2. Severe punishments
When parents use harsh punishments and threats as, a regular part of their discipline, their child tends to harbor intense anger and a wish for revenge. These feelings trigger fear because they conflict with the child’s need to depend upon the parents and to be loved by them.
 

3. Excessive expectations
A child may develop fear of failure when he knows his parents expect too much from him. He may refuse to learn to ride a bicycle or climb to the top of a jungle gym because he fears his accomplishments will not come up to the standards set by his parents.
 

4. Over-protectiveness
If a child is kept overly dependent upon parents who come to his "rescue" every time and panic whenever he cries, he will lose important opportunities to develop confidence in his own capacities and to overcome any fears he may have.
 

5. Over-permissiveness
Very young children have powerful wishes and desires that they cannot yet control. Sometimes parents make little or no effort to limit the behavior of their children. They give up their position as authorities “to keep the peace" and that causes their offspring to feel out of control, which increases their fears.

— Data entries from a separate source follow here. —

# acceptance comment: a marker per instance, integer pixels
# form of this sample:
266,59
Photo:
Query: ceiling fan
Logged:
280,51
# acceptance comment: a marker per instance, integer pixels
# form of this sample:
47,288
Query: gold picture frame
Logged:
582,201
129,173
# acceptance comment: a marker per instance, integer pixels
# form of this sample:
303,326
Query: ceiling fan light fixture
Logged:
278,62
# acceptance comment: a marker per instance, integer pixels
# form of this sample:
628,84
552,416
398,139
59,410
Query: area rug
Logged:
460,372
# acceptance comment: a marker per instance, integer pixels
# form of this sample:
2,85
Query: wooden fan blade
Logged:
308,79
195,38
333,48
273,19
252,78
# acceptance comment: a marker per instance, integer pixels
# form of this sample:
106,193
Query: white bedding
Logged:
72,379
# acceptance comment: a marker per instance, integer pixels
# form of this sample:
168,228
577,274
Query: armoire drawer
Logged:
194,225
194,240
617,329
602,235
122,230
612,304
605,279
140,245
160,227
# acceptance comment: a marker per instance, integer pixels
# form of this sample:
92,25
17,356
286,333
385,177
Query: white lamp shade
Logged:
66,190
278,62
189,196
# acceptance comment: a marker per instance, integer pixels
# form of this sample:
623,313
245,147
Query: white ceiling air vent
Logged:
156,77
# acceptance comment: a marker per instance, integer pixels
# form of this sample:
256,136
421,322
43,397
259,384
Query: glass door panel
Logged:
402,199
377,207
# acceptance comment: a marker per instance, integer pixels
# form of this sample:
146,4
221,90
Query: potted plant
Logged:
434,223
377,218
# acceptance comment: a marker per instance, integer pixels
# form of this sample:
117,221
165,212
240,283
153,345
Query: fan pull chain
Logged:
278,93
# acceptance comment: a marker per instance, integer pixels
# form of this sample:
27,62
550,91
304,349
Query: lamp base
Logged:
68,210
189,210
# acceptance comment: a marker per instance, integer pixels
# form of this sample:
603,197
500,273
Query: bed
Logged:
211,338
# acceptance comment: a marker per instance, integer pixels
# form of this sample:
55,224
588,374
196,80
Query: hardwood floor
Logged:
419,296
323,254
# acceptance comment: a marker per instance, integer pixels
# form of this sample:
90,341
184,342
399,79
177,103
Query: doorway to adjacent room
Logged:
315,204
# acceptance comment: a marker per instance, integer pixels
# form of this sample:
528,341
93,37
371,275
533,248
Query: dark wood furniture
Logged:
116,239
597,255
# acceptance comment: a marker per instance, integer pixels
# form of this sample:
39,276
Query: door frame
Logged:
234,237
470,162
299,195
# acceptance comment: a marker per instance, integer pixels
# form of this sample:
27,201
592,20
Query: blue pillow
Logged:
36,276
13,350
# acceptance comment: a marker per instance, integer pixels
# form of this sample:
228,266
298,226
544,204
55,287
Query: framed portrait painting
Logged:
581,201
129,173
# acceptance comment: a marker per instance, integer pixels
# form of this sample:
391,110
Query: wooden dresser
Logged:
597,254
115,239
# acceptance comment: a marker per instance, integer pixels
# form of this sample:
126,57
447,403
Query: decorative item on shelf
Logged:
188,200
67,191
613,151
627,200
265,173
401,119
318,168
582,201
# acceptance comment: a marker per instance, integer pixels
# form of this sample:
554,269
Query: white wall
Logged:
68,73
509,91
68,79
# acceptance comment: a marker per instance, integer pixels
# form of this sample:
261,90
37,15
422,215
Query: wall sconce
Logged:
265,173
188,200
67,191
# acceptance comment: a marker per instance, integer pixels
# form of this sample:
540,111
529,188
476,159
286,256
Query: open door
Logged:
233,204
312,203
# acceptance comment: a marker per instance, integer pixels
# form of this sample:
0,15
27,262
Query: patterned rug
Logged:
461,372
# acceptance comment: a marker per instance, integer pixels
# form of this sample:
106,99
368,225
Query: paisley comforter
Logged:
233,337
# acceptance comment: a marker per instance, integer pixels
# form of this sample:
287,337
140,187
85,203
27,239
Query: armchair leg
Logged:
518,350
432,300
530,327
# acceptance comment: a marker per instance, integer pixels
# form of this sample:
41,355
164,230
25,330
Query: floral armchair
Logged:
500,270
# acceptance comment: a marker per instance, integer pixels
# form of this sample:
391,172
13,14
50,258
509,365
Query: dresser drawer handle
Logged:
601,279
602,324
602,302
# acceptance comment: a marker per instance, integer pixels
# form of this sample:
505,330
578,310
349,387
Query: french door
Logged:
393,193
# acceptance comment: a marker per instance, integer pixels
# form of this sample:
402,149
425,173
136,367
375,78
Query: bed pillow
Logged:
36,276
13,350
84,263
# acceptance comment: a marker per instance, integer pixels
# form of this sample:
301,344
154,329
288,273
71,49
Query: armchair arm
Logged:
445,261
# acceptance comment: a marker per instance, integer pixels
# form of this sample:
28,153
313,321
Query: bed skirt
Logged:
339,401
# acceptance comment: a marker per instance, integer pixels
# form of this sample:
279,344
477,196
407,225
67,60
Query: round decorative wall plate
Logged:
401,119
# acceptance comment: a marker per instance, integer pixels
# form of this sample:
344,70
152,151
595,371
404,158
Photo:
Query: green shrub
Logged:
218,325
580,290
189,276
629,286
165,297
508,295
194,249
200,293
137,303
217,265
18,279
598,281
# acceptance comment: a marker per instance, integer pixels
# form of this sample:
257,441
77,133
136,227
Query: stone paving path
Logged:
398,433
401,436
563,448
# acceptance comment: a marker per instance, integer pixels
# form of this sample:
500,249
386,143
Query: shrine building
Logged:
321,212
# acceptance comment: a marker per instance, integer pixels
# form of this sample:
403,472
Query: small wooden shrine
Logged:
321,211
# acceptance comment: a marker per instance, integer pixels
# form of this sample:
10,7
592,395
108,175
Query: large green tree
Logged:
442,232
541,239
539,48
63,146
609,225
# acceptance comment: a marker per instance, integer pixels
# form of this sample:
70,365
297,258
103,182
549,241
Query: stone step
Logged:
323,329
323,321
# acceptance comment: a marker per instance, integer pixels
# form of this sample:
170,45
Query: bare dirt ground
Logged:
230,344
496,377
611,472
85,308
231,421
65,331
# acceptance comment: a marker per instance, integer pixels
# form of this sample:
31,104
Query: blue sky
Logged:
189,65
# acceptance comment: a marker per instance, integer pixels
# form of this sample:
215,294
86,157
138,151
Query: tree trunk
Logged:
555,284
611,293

Negative Ways of Dealing with Existent Fears

1. Forcing the child into the feared situation
When this is done before the child is mature enough to understand the situation and to handle it, it merely increases his fear. We often, hear of a father urging his son to fight back when bullied by a neighborhood playmate or forcing him to approach a barking dog. Both are negative approaches.


2. Ridiculing or punishing a child for being afraid
Parents may see their child's fear as a sign of weakness and say “A big boy like you shouldn't be afraid of the dark. Even little Mary isn't afraid." Parents may even become angry with their child, which will cause him to deny his fears, but will not help him overcome them.


3. Constantly ignoring fears
When parents remain unaware of their child's fears or are indifferent to them, the fears tend to pile up because the child has not received the reassurance he may require to help him understand new things.